One of the first distinctions I want to point out about HPO strategies, is the difference between a scheduler and a search algorithm. The search algorithm governs how hyperparameter space is sampled and optimized (e.g. random search). From a practical standpoint, the search algorithm provides a mechanism to select hyperparameter configurations (i.e. trials) to test. A search algorithm is always necessary for HPO. Alternatively, schedulers improve the overall efficiency of the HPO by terminating unpromising trials early. For example, if I use random search, some of the trials are expected to perform poorly, so it would be nice to have the ability to terminate those trials early — saving valuable compute resources. This is what a scheduler does. A scheduler is not necessary for HPO but they massively improve performance.
Below are brief descriptions and references for the schedulers and the search algorithms I examine in this article.
Async Successive Halving Algorithm (ASHA — scheduler)
First, I want to define the successive halving algorithm (SHA), and instead of doing it myself, I really like the definition given in this paper — they also have pseudocode of the SHA and ASHA, if you are interested.
The idea behind SHA is simple: allocate a small budget to each configuration, evaluate all configurations and keep the top 1/η, increase the budget per configuration by a factor of η, and repeat until the maximum per-configuration budget of R is reached.
The SHA does not parallelize well because all configurations need to be evaluated for a short time before the top 1/η can be selected. This creates a bottleneck at each rung (each successive halving is referred to as a rung). ASHA decouples trial promotion and rung completion, such that trials can be advanced to the next rung at any given time. If a trial cannot be promoted additional trials can be added to the base rung so more promotions are possible.
A major assumption of SHA and ASHA is that if a trial performs well over an initial short time interval it will perform well at longer time intervals.

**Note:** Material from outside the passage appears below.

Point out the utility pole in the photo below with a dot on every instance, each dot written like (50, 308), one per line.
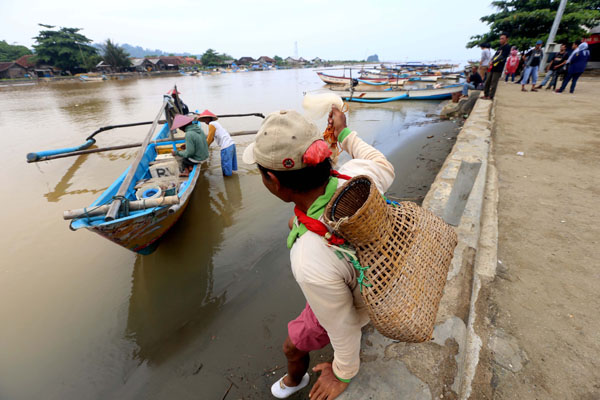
(555, 24)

A classic example where this assumption can break down is tuning learning rates. Larger learning rates may outperform smaller learning rates at short times causing the smaller learning rate trials to be erroneously terminated. In practice, I am honestly not sure how much this matters.
Async Hyperband (AHB — scheduler)
Hyperband (HB) is a scheduler designed to mitigate the SHA’s bias towards initial performance. HB essentially loops over the SHA with a variety of halving rates — attempting to balance early termination with providing more resources per trial regardless of initial performance. Each loop of the SHA is considered a bracket, which can have a number of rungs. See the figure below. AHB is identical to HB except it loops over ASHA. The AHB and ASHA implementation used in Ray Tune is described in this paper.
Population Based Training (PBT — hybrid)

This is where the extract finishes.